Museums connecting cultural tourists: more substance over style, please
Museums should engage tourists with content rather than brand, says Sejul Malde, for the sake of themselves – and the sector
Museums with strong brands or those that inhabit iconic buildings are increasingly used as cultural motifs in the destination-marketing strategies of public tourist bodies. Recent examples include the use of the British Museum in Visit Britain's Culture is Great campaign, or the Turner Contemporary as a symbol of Margate's brand enhancement.

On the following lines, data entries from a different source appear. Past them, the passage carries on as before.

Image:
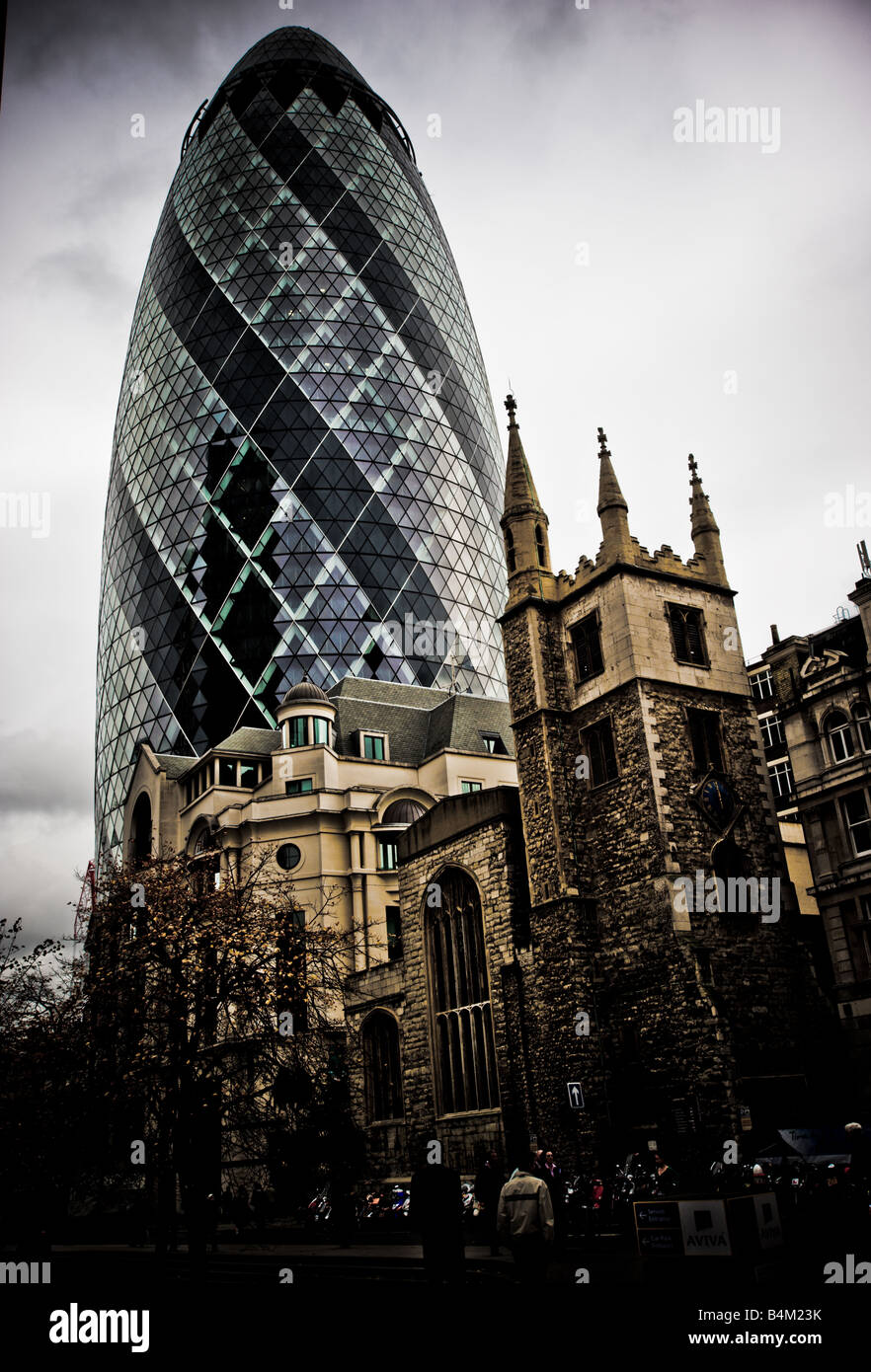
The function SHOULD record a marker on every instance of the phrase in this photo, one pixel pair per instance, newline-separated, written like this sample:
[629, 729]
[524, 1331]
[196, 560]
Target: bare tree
[215, 1012]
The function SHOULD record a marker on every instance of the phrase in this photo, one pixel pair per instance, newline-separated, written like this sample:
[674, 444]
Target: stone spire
[520, 495]
[704, 528]
[524, 523]
[612, 507]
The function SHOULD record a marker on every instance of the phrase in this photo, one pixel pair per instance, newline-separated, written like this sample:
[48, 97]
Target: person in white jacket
[525, 1223]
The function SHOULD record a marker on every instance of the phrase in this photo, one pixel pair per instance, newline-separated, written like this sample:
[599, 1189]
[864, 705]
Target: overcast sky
[687, 296]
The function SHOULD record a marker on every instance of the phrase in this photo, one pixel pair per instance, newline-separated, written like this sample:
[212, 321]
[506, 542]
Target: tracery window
[460, 996]
[381, 1068]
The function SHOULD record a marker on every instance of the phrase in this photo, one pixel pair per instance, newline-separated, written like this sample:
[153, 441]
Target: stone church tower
[680, 1007]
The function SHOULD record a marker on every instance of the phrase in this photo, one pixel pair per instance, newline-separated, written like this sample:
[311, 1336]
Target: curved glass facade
[306, 458]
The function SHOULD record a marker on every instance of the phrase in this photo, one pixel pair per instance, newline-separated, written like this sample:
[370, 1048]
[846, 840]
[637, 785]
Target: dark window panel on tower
[704, 726]
[598, 745]
[687, 634]
[588, 648]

The latest figures from the Association of Leading Visitor Attractions (ALVA) once again underlined the importance of museums to the visitor economy. Meanwhile, the new Arts Council England and Visit England partnership, which aims to help destinations develop their cultural tourism, provides an opportunity for museums to take a strategic lead in this area. But could it also result in greater reliance on marketing-orientated approaches that might not benefit the entire museum sector?
Can marketing approaches maximise the value that smaller museums, sometimes without a strong brand or landmark building, bring to and derive from tourism? With the threat of closure hanging over many such museums following budget cuts, their need to engage the tourism market has never been stronger. Promotional campaigns featuring iconic museum brands may advocate their importance to the visitor economy, but are hardly sufficient when seeking to generate tourist engagement with the wider sector.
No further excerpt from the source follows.